Em deambulação Foto: Goethe-Institut / Teresa Laranjeiro
Enquanto criança sempre pensei que estes homens jovens assim trajados eram limpa-chaminés. Hoje sei a verdade: são artesãos de diferentes corporações, que terminaram a sua aprendizagem e deambulam agora para aprender com outros mestres. Na Alemanha esta tradição já tem cerca de 800 anos e no passado era mesmo condição de admissão ao exame de mestre. Mas o que fazem exatamente estes jovens durante a sua deambulação? Porque o fazem? Durante muito tempo isso foi para mim um mistério. Há alguns anos conheci então um destes aprendizes deambulantes – finalmente uma oportunidade para saciar a minha curiosidade –, mas só obtive respostas para as perguntas óbvias, muita coisa permaneceu oculta para mim.

Isto foi o que consegui descobrir:

Esta deambulação de aprendizagem – conhecida na Alemanha por walz, wanderschaft ou tippelei – dura três anos e um dia. Os aprendizes e, hoje em dia, também as aprendizas, só podem começar a deambulação se não se encontrarem endividados, forem solteiros, sem filhos e não tiverem mais de 30 anos. No período da deambulação não podem aproximar-se mais de 50 quilómetros da sua terra natal, a não ser que existam razões sérias, como um falecimento na família mais próxima. As regras exatas variam de schacht para schacht e, hoje em dia, existe até a possibilidade de ir em deambulação sem pertencer a um schacht.
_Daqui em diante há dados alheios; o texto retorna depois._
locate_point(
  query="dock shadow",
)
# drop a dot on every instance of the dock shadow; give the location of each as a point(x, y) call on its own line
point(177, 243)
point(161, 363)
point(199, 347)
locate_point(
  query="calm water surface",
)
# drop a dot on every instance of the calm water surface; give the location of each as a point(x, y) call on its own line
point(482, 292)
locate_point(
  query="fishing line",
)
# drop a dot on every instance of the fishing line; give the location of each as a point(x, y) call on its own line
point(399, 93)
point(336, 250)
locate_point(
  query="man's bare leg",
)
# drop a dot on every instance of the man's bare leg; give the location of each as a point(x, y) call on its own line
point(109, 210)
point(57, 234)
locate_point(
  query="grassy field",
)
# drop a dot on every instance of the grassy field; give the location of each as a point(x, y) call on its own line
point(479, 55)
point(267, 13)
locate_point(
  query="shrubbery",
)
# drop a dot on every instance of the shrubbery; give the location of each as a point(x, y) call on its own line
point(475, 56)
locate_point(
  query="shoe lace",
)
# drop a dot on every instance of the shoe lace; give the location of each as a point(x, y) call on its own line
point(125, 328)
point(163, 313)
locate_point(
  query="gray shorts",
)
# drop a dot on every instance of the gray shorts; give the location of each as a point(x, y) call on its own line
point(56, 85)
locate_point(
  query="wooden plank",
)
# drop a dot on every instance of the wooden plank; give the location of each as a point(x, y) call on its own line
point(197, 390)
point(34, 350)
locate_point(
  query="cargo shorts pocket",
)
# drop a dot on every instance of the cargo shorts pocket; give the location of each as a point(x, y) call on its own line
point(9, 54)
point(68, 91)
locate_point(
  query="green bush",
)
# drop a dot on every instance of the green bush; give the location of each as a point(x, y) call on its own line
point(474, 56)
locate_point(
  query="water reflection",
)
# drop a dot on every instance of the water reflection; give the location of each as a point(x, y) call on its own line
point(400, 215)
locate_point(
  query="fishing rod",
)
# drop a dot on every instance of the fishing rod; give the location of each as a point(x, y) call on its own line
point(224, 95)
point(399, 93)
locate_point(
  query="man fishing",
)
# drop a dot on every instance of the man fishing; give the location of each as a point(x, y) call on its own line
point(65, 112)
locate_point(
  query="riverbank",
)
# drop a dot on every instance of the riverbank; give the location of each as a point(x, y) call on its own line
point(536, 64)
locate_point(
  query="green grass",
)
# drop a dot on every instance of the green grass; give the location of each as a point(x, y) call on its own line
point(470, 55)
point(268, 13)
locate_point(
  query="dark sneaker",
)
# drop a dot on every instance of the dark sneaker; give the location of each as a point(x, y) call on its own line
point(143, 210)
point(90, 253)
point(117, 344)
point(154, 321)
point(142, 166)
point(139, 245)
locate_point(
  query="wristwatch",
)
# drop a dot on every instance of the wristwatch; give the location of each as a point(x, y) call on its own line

Tradições e honorabilidade

Quem se decidir por uma deambulação, recebe o traje acima mencionado, um cajado arqueado e um pano – o chamado charlottenburger – para guardar os seus haveres. Além disso, um irmão de deambulação faz-lhe um furo na orelha, onde é então enfiado um brinco. – Ui! Todos os componentes do equipamento possuem, ou um significado simbólico, ou permaneceram como tradição. Durante toda a deambulação – sobretudo nas oficinas e nos albergues –, os aprendizes têm sempre a preocupação de se manterem honrados e honestos. Isto é importante para que os irmãos e as irmãs que a eles se juntam sejam tão bem tratados como eles próprios.

Para preservar a independência desta tradição de aprendizagem e a defender do intercâmbio cultural, na maior parte dos schächten é proibido levar telemóveis para a deambulação. A desaceleração é, assim, uma parte essencial de toda a deambulação. Para a maior parte das pessoas, a ideia de muitas vezes não saber onde se vai dormir na noite seguinte ou em que carro se entra ao andar à boleia é demasiado aventurosa. No entanto, quase todos os aprendizes veem precisamente essa situação, em conjunto com o seu desenvolvimento profissional, como a melhor parte da deambulação: viver um dia a seguir ao outro, passar tempo consigo próprio e fazer o que se deseja.

No final da Idade Média, os aprendizes deambulantes ainda constituíam o maior grupo de viajantes, à frente dos comerciantes, dos nobres e dos académicos. E este costume nem sequer é puramente alemão: ainda que, comparativamente, a Alemanha seja o país com mais aprendizes em deambulação, esta tradição também existe em alguns outros países, por exemplo, em França.

Não importa com quem falei ou que entrevistas visionei – compreendi que os aprendizes e as aprendizas só nos dizem aquilo que podemos saber. Muito do que é o códex e o conhecimento dos jovens em deambulação continua oculto, e só aqueles que se atreverem a partir nesta aventura o virão a saber.

Mas, de alguma forma, é bom que assim seja.